Vincent L. a été jugé et condamné à de nombreuses reprises. Si l’on tient compte des remises de peine, il a passé au total un peu plus de trois ans derrières les barreaux. Extraits de casier.

  • 03.02.1989 Placé dans une maison d’éducation au travail pour vol, dommages à la propriété.
  • 29.05.1990Condamné à 20 mois d’emprisonnement pour mise en danger de la vie d’autrui, vols, infraction à la loi sur la circulation routière.
  • 22.09.1994 Condamné à 3 ans de réclusion pour mise en danger de la vie d’autrui (pour le rodéo de Cheseaux), violence contre les autorités et les fonctionnaires, vols.
  • 27.11.1995 Condamné à 20 mois d’emprisonnement pour lésions corporelles simples, vol, dommages à la propriété, violence contre les autorités et les fonctionnaires (pour avoir subtilisé et pointé l’arme d’un policier).

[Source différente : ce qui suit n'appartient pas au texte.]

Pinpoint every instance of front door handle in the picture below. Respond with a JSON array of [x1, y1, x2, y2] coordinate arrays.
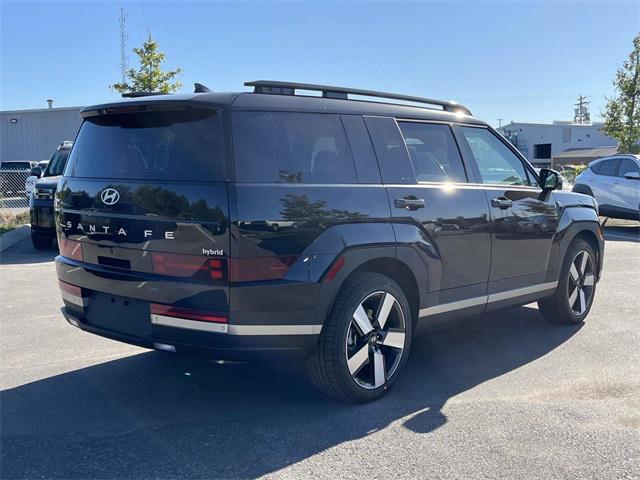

  • 6.11.1996 Condamné à 30 jours d’emprisonnement pour vol d’usage et dommages à la propriété.
  • 23.10.1997 Condamné à 11 mois d’emprisonnement pour vol, dommages à la propriété, délit manqué d’opposition aux actes de l’autorité (pour avoir forcé un barrage de police).
  • 21.06.2000 Condamné à 21 mois d’emprisonnement pour vol par métier, dommages à la propriété, violation de domicile, faux dans les certificats (falsification de cartes grises).